Voor het oordeel dat het Uwv en de rechtbank ten onrechte hebben afgezien van het inwinnen van een psychiatrische expertise is geen aanleiding. Dat de verzekeringsarts bezwaar en beroep aan appellante te kennen heeft gegeven dat het noodzakelijk is dat zij zich onder psychiatrische behandeling stelt, leidt niet tot een ander oordeel omdat deze opmerking niet was ingegeven uit onzekerheid over de gestelde diagnose, maar uit oogpunt van de wenselijkheid dat appellante zich voor de door de verzekeringsarts bezwaar en beroep vastgestelde stemmingsstoornis zou laten behandelen. Dat er in verband met deze diagnose geen aanleiding is appellante voor het vasthouden en verdelen van de aandacht beperkt te houden heeft de verzekeringsarts bezwaar en beroep voldoende gemotiveerd in zijn in beroep overgelegde rapport van 9 juli 2012. Voor de door appellante in haar aanvullende gronden gestelde overschrijding van haar belastbaarheid in de voor haar geselecteerde functies heeft de arbeidsdeskundige bezwaar en beroep terecht te kennen gegeven dat appellante op de door haar vermelde items niet beperkt is.
4.3.
Het hoger beroep van appellante slaagt, voor zover zij heeft aangevoerd dat het Uwv ten onrechte heeft nagelaten de door haar in de bezwaarprocedure gemaakte kosten te vergoeden. Appellante heeft er in dit verband terecht op gewezen dat het Uwv de mate van arbeidsongeschiktheid van appellante in de bezwaarprocedure op een hoger percentage heeft vastgesteld dan aan het primaire besluit van 6 december 2011 ten grondslag lag. Zoals de Raad in zijn uitspraken van 15 januari 2014 (ECLI:NL:CRVB:2014:1) en 29 oktober 2014 (ECLI:NL:CRVB:2014:4471) heeft geoordeeld, heeft de wijziging van het arbeidsongeschiktheidspercentage in de bezwaarfase een wijziging van de rechtspositie tot gevolg. Dit betekent dat sprake is van herroepen als bedoeld in artikel 7:15, tweede lid, van de Algemene wet bestuursrecht (Awb). Hieruit volgt dat het Uwv het bezwaar van appellante tegen het besluit van 6 december 2011 ten onrechte ongegrond heeft verklaard en ten onrechte heeft geweigerd de kosten in bezwaar aan appellante te vergoeden. Het besluit van
6 december 2011 zal worden herroepen.
4.4.
Uit hetgeen is overwogen in 4.1 tot en met 4.3 volgt dat de aangevallen uitspraak dient te worden vernietigd, voor zover daarbij het bezwaar tegen het besluit van 6 december 2011 ongegrond is verklaard en vergoeding van de kosten in bezwaar is afgewezen.
5. Er bestaat aanleiding om het Uwv te veroordelen in de proceskosten van appellante in bezwaar, beroep en in hoger beroep.
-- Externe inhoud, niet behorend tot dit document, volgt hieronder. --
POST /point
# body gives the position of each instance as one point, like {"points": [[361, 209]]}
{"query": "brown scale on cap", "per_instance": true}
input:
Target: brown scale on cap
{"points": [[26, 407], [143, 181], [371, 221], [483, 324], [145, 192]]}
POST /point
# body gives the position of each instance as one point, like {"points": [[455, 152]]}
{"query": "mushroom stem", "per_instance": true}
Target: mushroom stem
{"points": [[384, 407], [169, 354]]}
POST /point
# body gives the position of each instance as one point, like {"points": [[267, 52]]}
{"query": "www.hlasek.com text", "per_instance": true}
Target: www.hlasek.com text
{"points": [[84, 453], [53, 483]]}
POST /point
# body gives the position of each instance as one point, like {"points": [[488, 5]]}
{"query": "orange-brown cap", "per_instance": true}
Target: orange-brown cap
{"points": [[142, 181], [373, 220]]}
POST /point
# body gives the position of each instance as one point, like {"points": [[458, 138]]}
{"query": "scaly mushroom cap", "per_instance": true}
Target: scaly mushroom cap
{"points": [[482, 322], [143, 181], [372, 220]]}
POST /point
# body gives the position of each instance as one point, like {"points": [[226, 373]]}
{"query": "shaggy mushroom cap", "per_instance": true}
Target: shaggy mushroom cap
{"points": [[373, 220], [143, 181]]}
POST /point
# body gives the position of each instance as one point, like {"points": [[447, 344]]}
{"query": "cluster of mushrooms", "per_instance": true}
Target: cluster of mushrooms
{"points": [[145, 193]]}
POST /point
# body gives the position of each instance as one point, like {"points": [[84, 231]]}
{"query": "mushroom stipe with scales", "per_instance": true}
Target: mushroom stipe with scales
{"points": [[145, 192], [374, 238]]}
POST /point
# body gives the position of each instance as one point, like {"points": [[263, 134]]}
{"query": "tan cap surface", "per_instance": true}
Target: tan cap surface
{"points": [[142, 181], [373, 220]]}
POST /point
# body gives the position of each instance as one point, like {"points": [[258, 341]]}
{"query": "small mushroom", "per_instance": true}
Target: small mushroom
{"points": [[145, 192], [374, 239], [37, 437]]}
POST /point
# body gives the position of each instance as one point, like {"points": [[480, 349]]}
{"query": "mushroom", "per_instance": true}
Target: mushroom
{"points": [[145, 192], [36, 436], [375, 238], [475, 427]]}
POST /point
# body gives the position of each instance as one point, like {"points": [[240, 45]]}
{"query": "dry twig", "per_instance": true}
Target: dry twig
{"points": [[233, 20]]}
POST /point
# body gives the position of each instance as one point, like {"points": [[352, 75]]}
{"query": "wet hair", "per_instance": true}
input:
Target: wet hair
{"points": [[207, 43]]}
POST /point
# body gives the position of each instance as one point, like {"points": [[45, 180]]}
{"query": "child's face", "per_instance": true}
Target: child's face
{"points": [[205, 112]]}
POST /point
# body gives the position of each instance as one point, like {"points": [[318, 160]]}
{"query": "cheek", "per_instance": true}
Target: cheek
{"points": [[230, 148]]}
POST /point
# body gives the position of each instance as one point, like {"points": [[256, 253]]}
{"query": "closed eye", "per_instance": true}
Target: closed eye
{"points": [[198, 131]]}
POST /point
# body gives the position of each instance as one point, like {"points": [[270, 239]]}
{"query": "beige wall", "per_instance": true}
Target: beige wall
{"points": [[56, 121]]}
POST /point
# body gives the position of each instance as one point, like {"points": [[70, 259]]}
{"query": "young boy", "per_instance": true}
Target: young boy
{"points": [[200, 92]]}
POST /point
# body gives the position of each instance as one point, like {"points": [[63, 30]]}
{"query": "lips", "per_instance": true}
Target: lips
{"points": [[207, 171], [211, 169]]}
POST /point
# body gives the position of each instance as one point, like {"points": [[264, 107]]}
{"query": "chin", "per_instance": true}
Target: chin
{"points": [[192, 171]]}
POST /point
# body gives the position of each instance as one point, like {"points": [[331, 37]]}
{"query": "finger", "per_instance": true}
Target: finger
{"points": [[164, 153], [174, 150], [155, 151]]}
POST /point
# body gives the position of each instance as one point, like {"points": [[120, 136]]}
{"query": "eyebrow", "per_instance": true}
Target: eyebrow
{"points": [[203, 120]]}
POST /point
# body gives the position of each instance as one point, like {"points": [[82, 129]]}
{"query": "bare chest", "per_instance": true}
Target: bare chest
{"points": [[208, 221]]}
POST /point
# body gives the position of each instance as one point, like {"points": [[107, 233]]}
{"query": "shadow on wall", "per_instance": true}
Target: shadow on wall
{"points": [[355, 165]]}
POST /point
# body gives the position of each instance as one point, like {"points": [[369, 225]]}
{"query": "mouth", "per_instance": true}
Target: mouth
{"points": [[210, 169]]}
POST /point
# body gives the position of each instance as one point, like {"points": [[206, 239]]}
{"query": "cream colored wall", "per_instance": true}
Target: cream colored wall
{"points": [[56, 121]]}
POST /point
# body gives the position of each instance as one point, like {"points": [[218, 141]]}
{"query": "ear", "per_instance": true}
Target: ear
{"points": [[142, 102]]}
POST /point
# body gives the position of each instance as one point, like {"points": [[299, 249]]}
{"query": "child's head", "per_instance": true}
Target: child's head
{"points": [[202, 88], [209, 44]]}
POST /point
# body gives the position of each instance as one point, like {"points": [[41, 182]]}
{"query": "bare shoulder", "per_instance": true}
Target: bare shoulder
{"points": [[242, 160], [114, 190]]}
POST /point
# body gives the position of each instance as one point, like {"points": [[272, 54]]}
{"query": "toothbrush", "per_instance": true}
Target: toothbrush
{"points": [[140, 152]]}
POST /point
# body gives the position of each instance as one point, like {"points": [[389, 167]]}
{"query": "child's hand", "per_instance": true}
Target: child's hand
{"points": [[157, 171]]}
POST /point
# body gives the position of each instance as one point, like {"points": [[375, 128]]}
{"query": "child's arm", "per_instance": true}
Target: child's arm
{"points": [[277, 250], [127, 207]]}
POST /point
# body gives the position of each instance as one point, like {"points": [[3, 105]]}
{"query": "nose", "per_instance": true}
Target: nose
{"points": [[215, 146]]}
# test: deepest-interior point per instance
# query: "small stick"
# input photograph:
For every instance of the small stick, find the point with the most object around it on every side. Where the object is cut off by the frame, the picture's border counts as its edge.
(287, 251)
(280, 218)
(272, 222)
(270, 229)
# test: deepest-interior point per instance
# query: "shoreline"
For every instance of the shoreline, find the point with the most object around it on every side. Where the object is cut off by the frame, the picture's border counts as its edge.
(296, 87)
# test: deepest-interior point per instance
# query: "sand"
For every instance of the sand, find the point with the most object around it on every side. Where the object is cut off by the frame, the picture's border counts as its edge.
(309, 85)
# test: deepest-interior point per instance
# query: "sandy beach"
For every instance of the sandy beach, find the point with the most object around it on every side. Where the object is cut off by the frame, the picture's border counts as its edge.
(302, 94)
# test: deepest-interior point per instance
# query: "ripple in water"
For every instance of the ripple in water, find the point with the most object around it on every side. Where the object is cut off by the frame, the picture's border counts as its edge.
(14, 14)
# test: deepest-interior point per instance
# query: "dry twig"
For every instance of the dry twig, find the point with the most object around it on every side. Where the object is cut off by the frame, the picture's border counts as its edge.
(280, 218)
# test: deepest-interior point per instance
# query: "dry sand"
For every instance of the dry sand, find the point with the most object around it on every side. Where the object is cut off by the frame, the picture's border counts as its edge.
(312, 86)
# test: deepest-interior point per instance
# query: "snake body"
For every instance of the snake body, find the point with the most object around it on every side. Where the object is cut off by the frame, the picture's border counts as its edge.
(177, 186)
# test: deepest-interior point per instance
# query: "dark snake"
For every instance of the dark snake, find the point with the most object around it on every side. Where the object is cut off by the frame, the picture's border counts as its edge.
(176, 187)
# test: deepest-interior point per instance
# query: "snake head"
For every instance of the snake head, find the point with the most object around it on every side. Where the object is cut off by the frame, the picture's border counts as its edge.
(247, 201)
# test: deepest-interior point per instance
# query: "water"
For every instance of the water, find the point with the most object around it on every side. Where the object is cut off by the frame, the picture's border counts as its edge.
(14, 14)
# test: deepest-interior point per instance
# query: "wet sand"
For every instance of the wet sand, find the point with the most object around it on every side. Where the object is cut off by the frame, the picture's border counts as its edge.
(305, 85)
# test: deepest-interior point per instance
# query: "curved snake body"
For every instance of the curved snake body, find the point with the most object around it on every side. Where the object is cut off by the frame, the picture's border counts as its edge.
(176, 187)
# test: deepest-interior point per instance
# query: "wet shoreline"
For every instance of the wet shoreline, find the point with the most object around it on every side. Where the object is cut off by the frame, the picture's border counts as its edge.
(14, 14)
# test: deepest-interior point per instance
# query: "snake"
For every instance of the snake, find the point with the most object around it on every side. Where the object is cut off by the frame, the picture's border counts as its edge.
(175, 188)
Deze kosten worden begroot op € 980,- in bezwaar,
€ 980,- in beroep en € 980,- in hoger beroep.

BESLISSING

De Centrale Raad van Beroep:
  • vernietigt de aangevallen uitspraak;
  • verklaart het beroep gegrond en vernietigt het besluit van 7 mei 2012, voor zover daarbij het bezwaar tegen het besluit van 6 december 2011 ongegrond is verklaard en vergoeding van de kosten in bezwaar is afgewezen;
  • herroept het besluit van 6 december 2011 en bepaalt dat deze uitspraak in zoverre in de plaats treedt van het besluit van 7 mei 2012;
  • veroordeelt het Uwv in de kosten van appellante tot een bedrag van € 2.940,-;
  • bepaalt dat het Uwv het in beroep en in hoger beroep betaalde griffierecht van in totaal
Deze uitspraak is gedaan door J.W. Schuttel als voorzitter en R.E. Bakker en
W.D.M. van Diepenbeek als leden, in tegenwoordigheid van K. de Jong als griffier. De beslissing is uitgesproken in het openbaar op 11 september 2015.